O que é coesão textual e por que ela é diferente em inglês e português?

Coesão textual é o conjunto de recursos linguísticos que conectam as partes de um texto, criando a sensação de unidade — sem coesão, um texto vira uma lista de frases desconexas, mesmo que cada frase individual esteja gramaticalmente correta. Em português, a coesão costuma se apoiar bastante em repetição de conectores simples ("e", "mas", "porque", "então") e em pronomes relativos flexíveis. Em inglês, a coesão formal e acadêmica exige uma gama maior de conectores subordinativos complexos (complex subordinators) — expressões de duas ou três palavras que fazem o trabalho de uma conjunção só, mas com precisão semântica muito maior.

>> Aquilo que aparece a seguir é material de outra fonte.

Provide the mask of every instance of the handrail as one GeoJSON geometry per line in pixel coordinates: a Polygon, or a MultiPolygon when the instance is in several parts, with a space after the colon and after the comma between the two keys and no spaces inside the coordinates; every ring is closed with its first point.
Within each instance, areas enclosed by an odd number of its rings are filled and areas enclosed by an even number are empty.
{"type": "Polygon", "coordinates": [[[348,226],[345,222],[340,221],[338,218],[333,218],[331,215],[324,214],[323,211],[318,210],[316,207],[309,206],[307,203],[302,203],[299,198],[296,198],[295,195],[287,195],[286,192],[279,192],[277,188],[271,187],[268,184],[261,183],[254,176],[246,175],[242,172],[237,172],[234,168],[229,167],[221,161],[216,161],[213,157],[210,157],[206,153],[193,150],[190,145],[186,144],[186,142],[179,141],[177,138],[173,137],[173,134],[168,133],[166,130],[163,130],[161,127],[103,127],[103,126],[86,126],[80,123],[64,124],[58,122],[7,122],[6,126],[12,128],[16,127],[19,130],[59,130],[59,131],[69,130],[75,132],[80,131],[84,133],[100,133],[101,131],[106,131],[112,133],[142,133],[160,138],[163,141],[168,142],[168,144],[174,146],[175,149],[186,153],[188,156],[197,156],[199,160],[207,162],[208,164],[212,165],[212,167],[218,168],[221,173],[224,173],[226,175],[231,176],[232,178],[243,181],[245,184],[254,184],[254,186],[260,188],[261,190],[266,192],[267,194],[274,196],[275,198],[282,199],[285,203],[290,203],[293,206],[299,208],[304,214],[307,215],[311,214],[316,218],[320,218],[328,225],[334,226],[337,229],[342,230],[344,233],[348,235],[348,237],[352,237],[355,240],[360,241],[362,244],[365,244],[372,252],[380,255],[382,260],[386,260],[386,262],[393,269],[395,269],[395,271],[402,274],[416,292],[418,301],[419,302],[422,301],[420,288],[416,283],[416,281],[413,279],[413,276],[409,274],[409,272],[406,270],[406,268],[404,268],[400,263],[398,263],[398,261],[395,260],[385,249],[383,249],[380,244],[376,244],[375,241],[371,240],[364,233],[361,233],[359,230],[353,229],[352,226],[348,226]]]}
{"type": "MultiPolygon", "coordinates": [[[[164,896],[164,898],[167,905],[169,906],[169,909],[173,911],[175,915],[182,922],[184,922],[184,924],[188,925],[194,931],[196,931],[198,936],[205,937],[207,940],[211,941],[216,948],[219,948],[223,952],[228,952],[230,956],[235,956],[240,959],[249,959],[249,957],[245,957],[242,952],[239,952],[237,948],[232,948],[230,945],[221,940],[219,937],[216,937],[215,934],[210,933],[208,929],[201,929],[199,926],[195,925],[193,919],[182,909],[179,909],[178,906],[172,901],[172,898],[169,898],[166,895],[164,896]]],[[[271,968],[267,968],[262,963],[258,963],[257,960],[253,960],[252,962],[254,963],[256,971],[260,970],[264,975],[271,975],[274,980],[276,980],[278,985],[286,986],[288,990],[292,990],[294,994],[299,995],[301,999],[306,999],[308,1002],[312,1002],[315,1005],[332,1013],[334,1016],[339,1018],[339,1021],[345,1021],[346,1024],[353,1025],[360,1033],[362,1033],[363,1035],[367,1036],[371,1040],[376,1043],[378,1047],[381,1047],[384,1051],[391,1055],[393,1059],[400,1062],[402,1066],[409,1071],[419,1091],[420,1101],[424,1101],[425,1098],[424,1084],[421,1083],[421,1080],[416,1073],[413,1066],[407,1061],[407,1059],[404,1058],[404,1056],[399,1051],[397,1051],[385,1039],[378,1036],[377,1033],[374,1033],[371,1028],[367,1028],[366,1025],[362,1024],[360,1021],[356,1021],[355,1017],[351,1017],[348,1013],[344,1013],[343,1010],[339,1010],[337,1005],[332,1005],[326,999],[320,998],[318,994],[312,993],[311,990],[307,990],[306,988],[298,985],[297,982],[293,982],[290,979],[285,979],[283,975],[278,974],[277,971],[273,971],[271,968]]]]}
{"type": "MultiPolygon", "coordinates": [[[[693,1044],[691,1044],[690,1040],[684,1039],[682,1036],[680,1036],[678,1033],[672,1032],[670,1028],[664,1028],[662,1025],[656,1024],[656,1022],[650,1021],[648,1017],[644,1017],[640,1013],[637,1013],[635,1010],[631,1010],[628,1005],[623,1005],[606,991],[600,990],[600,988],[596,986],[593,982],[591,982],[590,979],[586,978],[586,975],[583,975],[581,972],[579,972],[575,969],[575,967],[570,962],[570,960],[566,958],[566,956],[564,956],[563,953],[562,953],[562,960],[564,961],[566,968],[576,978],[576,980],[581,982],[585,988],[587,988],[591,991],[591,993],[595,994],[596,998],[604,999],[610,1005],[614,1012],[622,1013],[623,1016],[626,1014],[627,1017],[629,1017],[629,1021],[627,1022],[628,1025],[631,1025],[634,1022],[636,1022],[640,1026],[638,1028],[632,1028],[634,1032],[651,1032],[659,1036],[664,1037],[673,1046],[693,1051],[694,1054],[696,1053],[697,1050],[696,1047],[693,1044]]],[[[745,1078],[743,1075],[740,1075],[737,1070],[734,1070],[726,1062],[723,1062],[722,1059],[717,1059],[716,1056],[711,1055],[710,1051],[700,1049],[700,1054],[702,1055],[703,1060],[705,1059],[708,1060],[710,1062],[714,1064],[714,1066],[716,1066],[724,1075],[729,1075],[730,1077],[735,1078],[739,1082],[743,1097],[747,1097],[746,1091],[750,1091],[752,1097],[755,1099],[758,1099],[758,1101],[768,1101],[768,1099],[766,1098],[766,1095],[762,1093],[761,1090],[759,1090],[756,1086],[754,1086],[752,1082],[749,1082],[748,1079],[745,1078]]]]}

Estrutura geral dos conectores complexos:

[preposição/advérbio] + [substantivo/that/as] = conector complexo

Exemplos: in order that, given that, provided that, as long as, on the grounds that, in view of the fact that.

Conectores complexos de causa: além do "because" repetido

O erro mais comum de brasileiros é usar "because" para absolutamente toda relação causal, quando o inglês formal oferece uma paleta muito mais rica — e usá-la corretamente é um dos sinais mais claros de proficiência avançada (nível C1/C2).

Tabela — conectores de causa por grau de formalidade:

Conector Registro Estrutura
because neutro/informal + oração completa
because of neutro + substantivo/gerúndio
since / as neutro/formal + oração completa (causa já conhecida pelo leitor)
given that formal + oração completa
seeing that informal/falado + oração completa
in light of formal/acadêmico + substantivo
on the grounds that muito formal/jurídico + oração completa (justificativa argumentativa)
due to (the fact that) formal + substantivo / + oração completa (com "the fact that")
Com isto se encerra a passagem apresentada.